ULTRASONIC WAVE LINEAR MOTOR This invention relates to an ultrasonic wave linear motor. Such motors are used for obtaining linear displacement by employing the ultrasonic wave oscillation of a piezoelectric element as a drive power supply.

Recently, an ultrasonic wave motor has been developed which uses ultrasonic oscillation of a piezoelectric element made of piezoelectric ceramics as its driving power supply, and which is used as an actuator for various kinds of apparatus. Such an ultrasonic wave motor is of compact size and high torque and, beneficially, has no influence on electromagnetic media etc due to not generating electromagnetic waves.

In such an ultrasonic wave motor, the oscillation of a drive body in its feed direction is arranged to be transmitted to a driven body, by aid of friction, by placing the oscillatory drive body in the vicinity of the driven body. The oscillation of the drive body is in the form of either a slant linear oscillation composed of mutually orthogonal oscillatory components or an elliptical oscillation.

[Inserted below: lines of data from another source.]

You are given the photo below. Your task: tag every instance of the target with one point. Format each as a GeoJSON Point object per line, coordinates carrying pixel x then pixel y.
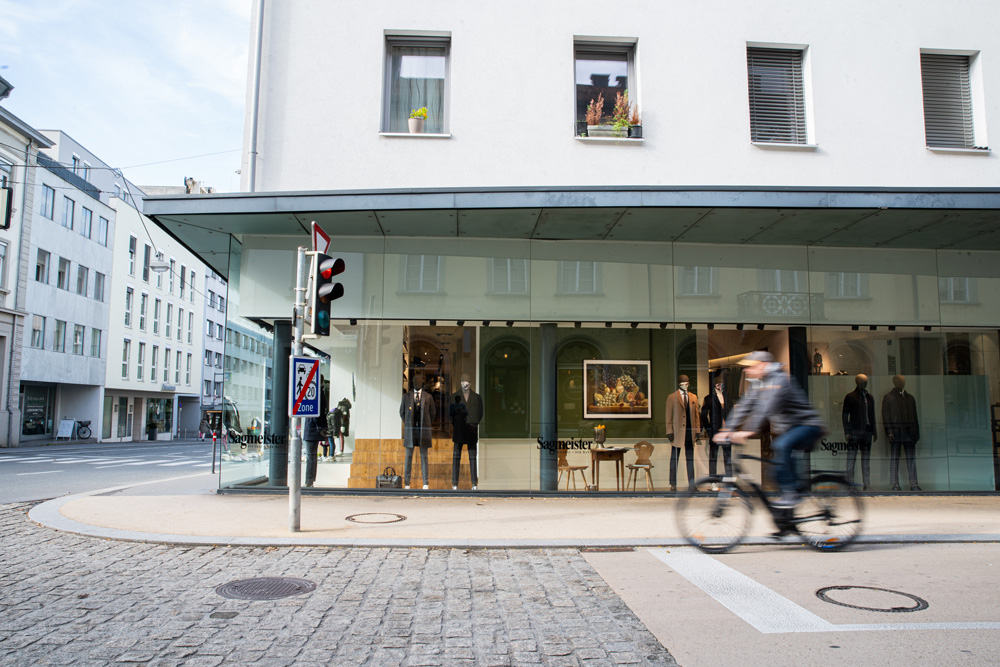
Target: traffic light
{"type": "Point", "coordinates": [325, 290]}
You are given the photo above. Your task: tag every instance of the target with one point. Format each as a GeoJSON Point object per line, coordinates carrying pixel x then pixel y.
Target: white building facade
{"type": "Point", "coordinates": [812, 181]}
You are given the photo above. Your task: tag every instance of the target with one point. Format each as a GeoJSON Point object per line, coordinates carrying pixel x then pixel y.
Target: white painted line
{"type": "Point", "coordinates": [753, 602]}
{"type": "Point", "coordinates": [767, 611]}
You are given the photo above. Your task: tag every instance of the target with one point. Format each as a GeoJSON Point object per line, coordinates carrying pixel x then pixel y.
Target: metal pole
{"type": "Point", "coordinates": [295, 448]}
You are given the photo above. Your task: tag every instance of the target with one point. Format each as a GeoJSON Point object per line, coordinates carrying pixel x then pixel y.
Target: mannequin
{"type": "Point", "coordinates": [684, 422]}
{"type": "Point", "coordinates": [899, 419]}
{"type": "Point", "coordinates": [466, 411]}
{"type": "Point", "coordinates": [417, 413]}
{"type": "Point", "coordinates": [713, 413]}
{"type": "Point", "coordinates": [859, 429]}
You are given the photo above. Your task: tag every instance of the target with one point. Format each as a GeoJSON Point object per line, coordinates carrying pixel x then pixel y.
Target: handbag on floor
{"type": "Point", "coordinates": [389, 479]}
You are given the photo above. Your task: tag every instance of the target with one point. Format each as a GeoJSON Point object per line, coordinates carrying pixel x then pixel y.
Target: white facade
{"type": "Point", "coordinates": [510, 95]}
{"type": "Point", "coordinates": [156, 323]}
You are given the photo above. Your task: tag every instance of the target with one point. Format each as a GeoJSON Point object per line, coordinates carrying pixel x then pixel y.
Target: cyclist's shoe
{"type": "Point", "coordinates": [788, 500]}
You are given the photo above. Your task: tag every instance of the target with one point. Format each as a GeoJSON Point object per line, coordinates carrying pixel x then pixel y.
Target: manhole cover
{"type": "Point", "coordinates": [880, 594]}
{"type": "Point", "coordinates": [265, 588]}
{"type": "Point", "coordinates": [376, 517]}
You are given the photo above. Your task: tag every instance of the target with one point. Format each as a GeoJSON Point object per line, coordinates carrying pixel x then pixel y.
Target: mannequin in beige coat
{"type": "Point", "coordinates": [683, 426]}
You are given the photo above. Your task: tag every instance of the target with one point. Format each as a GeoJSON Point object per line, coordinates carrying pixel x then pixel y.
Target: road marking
{"type": "Point", "coordinates": [767, 611]}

Therefore, the drive body can be classified in three types, that is, an oscillatory piece type, a torsional oscillator type and an advance wave type.

An ultrasonic wave motor of the oscillatory piece type drives in the manner shown in Figure 8, in which a piezoelectric oscillator 11 making longitudinal oscillations and an oscillatory piece 12 attached thereto are set slant to the contact surface of driven body 13 so as to push the driven body 13 in a fixed direction so that high speed operation can be carried out with high conversion efficiency.

An ultrasonic wave motor of the torsional vibrator type is formed in such a manner, as shown in Figure 9 that an elliptical oscillation may be generated, rather than the linear oscillation of the oscillatory piece type, by attaching a torsion coupling element 15 to a piezoelectric oscillator 14.

An advance wave type ultrasonic motor forces a contact surface with a rotor 18 to make an elliptical oscillation by coupling a piezoelectric element 17 to an oscillatory body 16 formed in an annular or disc shape giving a flexural oscillation wave advancing in the circumferential direction to an oscillating body 16 as shown in Figure 10. This motor possesses the merit of resulting in less wear due to having a large contact area.

However, problems are involved with the above-mentioned motors.

Firstly, in the case of an oscillatory piece type ultrasonic wave motor, the oscillation is unstable and the driving direction of a driven body is fixed, because the contact between the oscillatory piece 12 and a driven body 13 is intermittent.

Furthermore, a rotor oscillatory piece 12 involves the problem of severe wear of its tip.

A torsional oscillatory piece type ultrasonic wave motor involves such drawbacks as difficulty, from view of its structure, to control oscillation for feeding and oscillation for controlling friction separately and to require a linear motion conversion mechanism so that it can be used as a linear motor.

An advance wave type ultrasonic wave motor has such drawbacks as requiring a linear conversion mechanism, as stated above, in addition to low efficiency of energy conversion. Also, it can be taken into account, in the case of an advance wave type ultrasonic wave linear motor, that a linear oscillatory body is installed instead of an annular or disc-shaped oscillatory body 16 so as to transmit the oscillation to a driven body by applying the advance wave thereto, but it may involve, in this case, such drawbacks as increasing the energy loss to deteriorate the efficiency because of excitation of advance wave required on the total length of a rail.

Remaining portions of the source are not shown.